Abstract
Background
A big-data-driven and artificial intelligence (AI) with machine learning (ML) approach has never been integrated with the hospital information system (HIS) for predicting major adverse cardiac events (MACE) in patients with chest pain in the emergency department (ED). Therefore, we conducted the present study to clarify it.
Methods
In total, 85,254 ED patients with chest pain in three hospitals between 2009 and 2018 were identified. We randomized the patients into a 70%/30% split for ML model training and testing. We used 14 clinical variables from their electronic health records to construct a random forest model with the synthetic minority oversampling technique preprocessing algorithm to predict acute myocardial infarction (AMI) < 1 month and all-cause mortality < 1 month. Comparisons of the predictive accuracies among random forest, logistic regression, support-vector clustering (SVC), and K-nearest neighbor (KNN) models were also performed.
Results
Predicting MACE using the random forest model produced areas under the curves (AUC) of 0.915 for AMI < 1 month and 0.999 for all-cause mortality < 1 month. The random forest model had better predictive accuracy than logistic regression, SVC, and KNN. We further integrated the AI prediction model with the HIS to assist physicians with decision-making in real time. Validation of the AI prediction model by new patients showed AUCs of 0.907 for AMI < 1 month and 0.888 for all-cause mortality < 1 month.
Conclusions
An AI real-time prediction model is a promising method for assisting physicians in predicting MACE in ED patients with chest pain. Further studies to evaluate the impact on clinical practice are warranted.
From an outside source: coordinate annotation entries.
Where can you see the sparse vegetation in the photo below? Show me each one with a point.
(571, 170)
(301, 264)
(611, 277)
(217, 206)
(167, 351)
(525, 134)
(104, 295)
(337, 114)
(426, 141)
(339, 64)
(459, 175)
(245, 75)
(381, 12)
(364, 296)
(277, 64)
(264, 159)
Keywords: Artificial intelligence, Chest pain, Emergency department, Machine learning, Major adverse cardiac events
Background
Chest pain is one of the most common complaints that patients present with in the emergency department (ED) and accounts for 5 to 20% of all ED visits [1]. The causes of chest pain range from myalgia to potentially life-threatening diseases, such as acute coronary syndrome (ACS), aortic dissection, or pulmonary embolism [2]. Therefore, ED physicians often face a challenge when they need to decide on a diagnosis and disposition. Meanwhile, ED physicians may arrange a series of cardiac evaluations or an imaging study to exclude the list of differential diagnoses or even liberally hospitalize patients. However, < 10% of ED patients with chest pain are eventually diagnosed with ACS, and the liberal use of serial studies and hospitalization results in a high medical cost [3]. Therefore, developing a useful clinical prediction rule to help ED physicians with decision-making becomes an important issue.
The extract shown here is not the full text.